Freitag, 9. Dezember 2016

Intellektuelle Eitelkeit und die Vollpfostenerkenntis



Der Nachteil, wenn man sich mit altem Wissen und grossen Denkern befasst besteht darin, dass man oftmals überholte Positionen betrachtet. Im Falle der Philosophen kann dies dazu führen, dass man sich in Probleme oder in Lösungsansätze hineindenkt, die längst gelöst oder widerlegt sind. Diese Problematik besteht, wenn man sich beispielsweise mit dem Leib-Seele-Problem, resp. dem Dualismus befasst und die Positionen dazu als einleuchtend erachtet, sich aber noch nicht mit moderneren Konzepten wie dem Materialismus befasst.

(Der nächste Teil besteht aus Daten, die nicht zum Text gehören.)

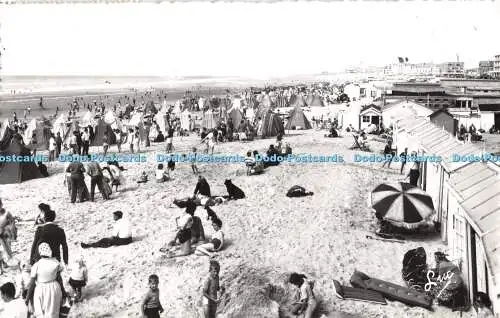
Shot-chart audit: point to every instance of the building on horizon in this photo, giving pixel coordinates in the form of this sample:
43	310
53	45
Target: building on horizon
486	68
496	66
452	69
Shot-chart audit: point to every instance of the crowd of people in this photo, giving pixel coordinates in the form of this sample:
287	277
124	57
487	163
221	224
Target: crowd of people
40	289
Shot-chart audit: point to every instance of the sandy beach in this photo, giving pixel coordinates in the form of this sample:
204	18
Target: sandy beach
268	234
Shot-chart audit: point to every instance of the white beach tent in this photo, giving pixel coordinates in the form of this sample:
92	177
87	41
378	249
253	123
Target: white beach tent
186	120
61	126
111	119
177	109
88	120
250	114
137	120
209	121
42	131
3	127
161	120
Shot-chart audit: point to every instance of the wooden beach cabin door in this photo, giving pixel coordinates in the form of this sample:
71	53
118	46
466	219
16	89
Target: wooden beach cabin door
481	274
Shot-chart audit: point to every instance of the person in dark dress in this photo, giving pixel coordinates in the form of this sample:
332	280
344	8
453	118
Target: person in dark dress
202	187
77	170
52	234
414	173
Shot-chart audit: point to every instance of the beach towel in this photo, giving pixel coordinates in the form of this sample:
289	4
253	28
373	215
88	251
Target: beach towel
350	293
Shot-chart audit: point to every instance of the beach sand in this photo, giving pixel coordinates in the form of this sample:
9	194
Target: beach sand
268	234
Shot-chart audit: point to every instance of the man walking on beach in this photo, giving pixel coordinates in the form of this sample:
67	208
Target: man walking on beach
76	170
96	178
58	144
402	157
86	142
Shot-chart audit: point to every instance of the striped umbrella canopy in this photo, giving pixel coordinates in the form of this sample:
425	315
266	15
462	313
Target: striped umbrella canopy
402	204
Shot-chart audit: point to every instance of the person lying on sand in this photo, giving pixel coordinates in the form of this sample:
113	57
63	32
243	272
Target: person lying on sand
215	244
143	178
122	234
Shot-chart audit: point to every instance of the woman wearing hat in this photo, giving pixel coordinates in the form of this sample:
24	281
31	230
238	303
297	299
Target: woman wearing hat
46	290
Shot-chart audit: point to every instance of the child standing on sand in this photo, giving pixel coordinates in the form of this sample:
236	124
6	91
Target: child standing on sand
210	290
193	162
151	306
78	278
23	279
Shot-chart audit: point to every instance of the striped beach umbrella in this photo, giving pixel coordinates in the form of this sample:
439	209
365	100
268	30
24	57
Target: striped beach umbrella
402	204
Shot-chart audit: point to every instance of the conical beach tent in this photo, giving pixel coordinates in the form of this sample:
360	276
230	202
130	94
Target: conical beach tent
99	130
88	120
236	116
3	128
209	121
16	172
185	120
137	120
271	125
42	131
266	102
60	125
111	119
298	120
297	100
315	101
161	120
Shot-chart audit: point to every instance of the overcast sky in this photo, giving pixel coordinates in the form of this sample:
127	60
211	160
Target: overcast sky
242	39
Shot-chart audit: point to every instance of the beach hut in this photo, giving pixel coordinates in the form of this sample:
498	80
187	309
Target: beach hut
42	130
99	130
18	171
298	120
209	120
271	125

Der Vorteil bei dieser Auseinandersetzung besteht aber im Entwickeln der Position, die sich über Jahrhunderte und durch viele brillante Philosophen hinweg entwickelt hat. Man verfolgt quasi im Zeitraffer die Evolution einer Idee, was zu einem tieferen Verständnis der Problemstellung führt. Es bleibt aber die Skepsis gegenüber solchen Konzepten. Einerseits weil sie abstrakt wirken und nur mit Mühe auf die reale Welt anwendbar sind, andererseits weil sich so viele Menschen bereits geirrt haben (sprich widerlegt worden sind), die deutlich klüger waren als der Durchschnittsmensch (also ich). Wenn sich die klügsten Köpfe fortlaufend im Irrtum befunden haben, wie soll ich dann je hoffen dürfen, auf Erkenntnisse zu stossen die a.) Korrekt sind und b.) Nicht bereits hundertfach erkannt wurden. Für a.) fehlt mir sowohl die formale Methodik, sowie das intellektuelle Rüstzeug um ganz vorne mitzuspielen und für b.) das Wissen, was bereits bekannt ist und was nicht, was natürlich auch mit a.) zusammenhängt. Vielleicht geht es in der menschlichen Natur aber weniger um korrekte und originelle Erkenntnisse, sondern um den individuellen Prozess des Verstehens und um das Auseinandersetzen mit Themen, die über die Banalität des Alltags hinausreichen. Die Kunst liegt aber darin, dass man versucht ein tieferes Verständnis der Dinge zu erlangen, ohne ein pseudointellektueller Snob zu werden. Wenn man sich aus Eitelkeit mit einer Materie beschäftigt, dann werden die gewonnenen Einsichten und die damit verbundene Weiterentwicklung zum Nebeneffekt. Aus diesem Grunde finde ich es wichtig, dass man sich immer wieder in Erinnerung ruft, dass man eigentlich ein dämlicher Vollpfosten ist. Bloss ein paar Prozent der Menschen sind wirklich clever. Mal angenommen, man ist klüger als 80 – 90 % der Menschheit – dann ist man immer noch ein Vollpfosten verglichen mit einem Freud, einem Nietzsche oder einem Einstein. Anders gesagt: Du hattest in der Grundschule Blockflötenunterricht und kannst damit etwas, was vielleicht nur einer aus zehn kann. Du kannst Notenlesen, du hast einigermassen ein Verständnis von Harmonie und Rhythmus etc. Trotzdem bist du – verglichen mit Mozart – ein absoluter Einzeller (aufs musikalische bezogen). Also: Sich mit komplexen Themen befassen ist wichtig und richtig und man sollte sich dabei nicht zu klein vorkommen, aber man sollte sich auch nichts darauf einbilden. Am Ende des Tages ist jeder von uns ein Vollpfosten, bloss die Gründe weshalb sind unterschiedlich.